Wir haben die besten Craft Spirits und köstliches Bier
Mein Autoren-Kollege Kamil traf den Nagel auf den Kopf, als er mit der vermeintlichen Hauptstadt des Schweizer Nachtlebens abrechnete und meinte: “Über Geschmack lässt sich streiten, jedoch nicht über den des Zürcher Bieres. Das kann leider gar nichts.” Wir in Bern, der Hochburg für Schweizer Bier, erfreuen uns indes nicht nur über die beste Auswahl an heimischem Bier, sondern wurden soeben mit zwei unserer besten Spirituosen am Swiss Craft Spirits Festival ausgezeichnet. Der scharfe “handmade” Bio-Ingwerer aus dem Berner Breitenrain gewann die Auszeichnung für die grösste Innovation und den besten Likör. Der Hanz-Vodka räumte den Award in der Kategorie “Bitter, Absinthe und Vodka” ab. Zurück zum Bier: Wir sind uns der Qualität unseres Biers bewusst und stellten beispielsweise das renommierte “Bärner Müntschi” der Stadtbrauerei Felsenau 2013 unter Heimatschutz.

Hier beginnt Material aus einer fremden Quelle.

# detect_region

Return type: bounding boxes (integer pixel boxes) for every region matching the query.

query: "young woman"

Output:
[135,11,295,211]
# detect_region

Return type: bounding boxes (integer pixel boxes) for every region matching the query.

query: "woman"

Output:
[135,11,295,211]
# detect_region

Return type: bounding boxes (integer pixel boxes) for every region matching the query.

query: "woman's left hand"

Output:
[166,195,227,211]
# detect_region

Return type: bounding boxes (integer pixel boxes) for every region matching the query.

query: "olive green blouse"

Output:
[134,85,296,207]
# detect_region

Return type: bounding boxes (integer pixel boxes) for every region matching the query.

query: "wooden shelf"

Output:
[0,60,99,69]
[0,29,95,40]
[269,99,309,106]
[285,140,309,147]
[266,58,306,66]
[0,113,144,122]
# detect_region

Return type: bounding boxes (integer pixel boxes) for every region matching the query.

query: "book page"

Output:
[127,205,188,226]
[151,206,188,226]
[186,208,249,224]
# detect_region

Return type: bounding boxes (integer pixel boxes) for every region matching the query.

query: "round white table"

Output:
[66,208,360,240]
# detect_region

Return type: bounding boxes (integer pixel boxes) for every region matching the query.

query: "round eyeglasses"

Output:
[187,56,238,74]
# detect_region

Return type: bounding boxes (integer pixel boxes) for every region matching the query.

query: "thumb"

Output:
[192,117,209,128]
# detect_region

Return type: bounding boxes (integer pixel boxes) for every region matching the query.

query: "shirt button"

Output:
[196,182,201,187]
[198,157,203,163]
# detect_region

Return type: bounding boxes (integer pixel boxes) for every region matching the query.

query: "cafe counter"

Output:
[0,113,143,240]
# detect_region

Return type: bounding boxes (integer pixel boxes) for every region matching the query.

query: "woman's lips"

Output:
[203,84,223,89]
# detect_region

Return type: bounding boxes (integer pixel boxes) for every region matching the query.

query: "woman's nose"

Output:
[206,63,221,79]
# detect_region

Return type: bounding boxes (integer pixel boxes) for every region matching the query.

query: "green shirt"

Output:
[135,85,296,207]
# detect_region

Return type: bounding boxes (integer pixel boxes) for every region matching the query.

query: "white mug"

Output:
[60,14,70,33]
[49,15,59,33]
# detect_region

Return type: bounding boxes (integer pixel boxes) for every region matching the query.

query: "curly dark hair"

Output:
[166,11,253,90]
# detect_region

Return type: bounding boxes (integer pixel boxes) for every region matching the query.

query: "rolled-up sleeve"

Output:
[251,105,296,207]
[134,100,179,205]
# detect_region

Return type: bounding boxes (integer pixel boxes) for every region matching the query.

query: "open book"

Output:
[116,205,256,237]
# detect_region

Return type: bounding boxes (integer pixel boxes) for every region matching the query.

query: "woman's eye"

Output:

Wir haben die grandiose Aare, Zürcher den versnobten Zürichsee
Für die Abkühlung im Sommer haben die Zürcher ihren Zürichsee. Damit verbinde ich unweigerlich die Schlagwörter Goldküste, Bonzen und Snobs. Wir in Bern haben die prächtige Aare. Nicht zu Unrecht gibt jeder Ur- und Neu-Berner den schönen, grün-blauen, Fluss durch die Bundesstadt als Lieblingsort an. Die Aare, als Gewässer nicht den normalen Gesetzen unterstellt, wurde so von findigen Berner Veranstaltern auch schon als Austragungsort für Aare-Raves benützt. Mal organisierter, mal chaotischer binden sich dazu mehrere Dutzend Gummiboote zusammen und reisen gemeinsam mit stadtbekannten DJs und fettem Soundsystem die Aare “zdürab”. Auf Facebook melden sich hierfür auch schon mal locker 3400 Personen an—und die Behörden haben das Nachsehen. Style!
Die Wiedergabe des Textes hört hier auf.